Joint secretary in the Department of Revenue has also been asked to advise all Customs points in the country where imported food is cleared to test samples. Once collected, the samples will be sent to Board of Radiation and Isotope Technology in Mumbai. “We do not want to take any chances,” said Gaur. “All fresh items are necessary to be tested. The earlier packaged items are all tested fine.”
Union Health Secretary K Chandramouli said there was nothing to panic. “We have not yet received any warning from the people monitoring the radiation, there is no need for issuing any advisory,” he said.
Said Randeep Guleria, professor of medicine at the All India Institute of Medical Sciences: “The current direction of winds and the level of radiation being reported in millisieverts (mSv) does not suggesting that there is any risk as far as we are concerned.” 
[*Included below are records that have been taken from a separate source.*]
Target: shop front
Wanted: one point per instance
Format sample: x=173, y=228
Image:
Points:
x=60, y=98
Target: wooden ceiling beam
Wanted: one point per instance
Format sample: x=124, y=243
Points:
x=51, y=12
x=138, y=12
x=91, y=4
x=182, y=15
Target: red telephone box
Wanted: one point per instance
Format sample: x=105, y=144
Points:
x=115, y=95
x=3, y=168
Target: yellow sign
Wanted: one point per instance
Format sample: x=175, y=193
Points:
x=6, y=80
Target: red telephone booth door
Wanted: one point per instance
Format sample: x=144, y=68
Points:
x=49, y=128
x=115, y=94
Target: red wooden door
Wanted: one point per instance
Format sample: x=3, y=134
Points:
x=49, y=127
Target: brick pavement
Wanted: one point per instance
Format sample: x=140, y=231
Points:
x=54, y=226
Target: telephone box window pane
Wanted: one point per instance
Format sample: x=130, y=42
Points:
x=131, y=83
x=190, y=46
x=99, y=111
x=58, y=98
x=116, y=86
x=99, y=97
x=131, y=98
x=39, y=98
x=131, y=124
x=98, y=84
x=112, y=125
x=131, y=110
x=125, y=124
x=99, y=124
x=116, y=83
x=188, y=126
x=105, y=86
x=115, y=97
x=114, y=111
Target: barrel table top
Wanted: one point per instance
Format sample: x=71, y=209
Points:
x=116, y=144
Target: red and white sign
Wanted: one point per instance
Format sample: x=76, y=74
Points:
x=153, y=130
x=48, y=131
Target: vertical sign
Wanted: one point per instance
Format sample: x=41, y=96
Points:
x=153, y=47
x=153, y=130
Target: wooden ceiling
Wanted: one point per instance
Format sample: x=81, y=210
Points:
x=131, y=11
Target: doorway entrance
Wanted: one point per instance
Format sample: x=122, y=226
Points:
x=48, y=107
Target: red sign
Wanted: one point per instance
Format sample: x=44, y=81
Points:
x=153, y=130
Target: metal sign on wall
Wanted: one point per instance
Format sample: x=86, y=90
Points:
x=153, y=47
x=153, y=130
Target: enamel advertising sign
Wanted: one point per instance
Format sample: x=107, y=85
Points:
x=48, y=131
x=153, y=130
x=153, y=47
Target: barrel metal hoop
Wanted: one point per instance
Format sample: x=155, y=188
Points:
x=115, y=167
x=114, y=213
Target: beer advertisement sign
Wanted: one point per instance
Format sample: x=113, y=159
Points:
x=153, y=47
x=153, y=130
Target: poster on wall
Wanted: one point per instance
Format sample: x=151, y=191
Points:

According to latest reports from Tokyo, radiation levels from the nuclear power plant damaged by last week's earthquake and resulting tsunami climbed to 400 mSv an hour briefly early Tuesday before falling to safer levels. 
The International Atomic Energy Agency said that the most recently observed level was 0.6 mSv (1000 mSv = 1 Sv) an hour, equivalent to about six chest X-rays, after falling from 11.9 mSv six hours earlier. 
A total dose of 0.5 Sv is considered to be a high dose and a dose of around 10 Sv is associated with deaths in humans,” said Guleria.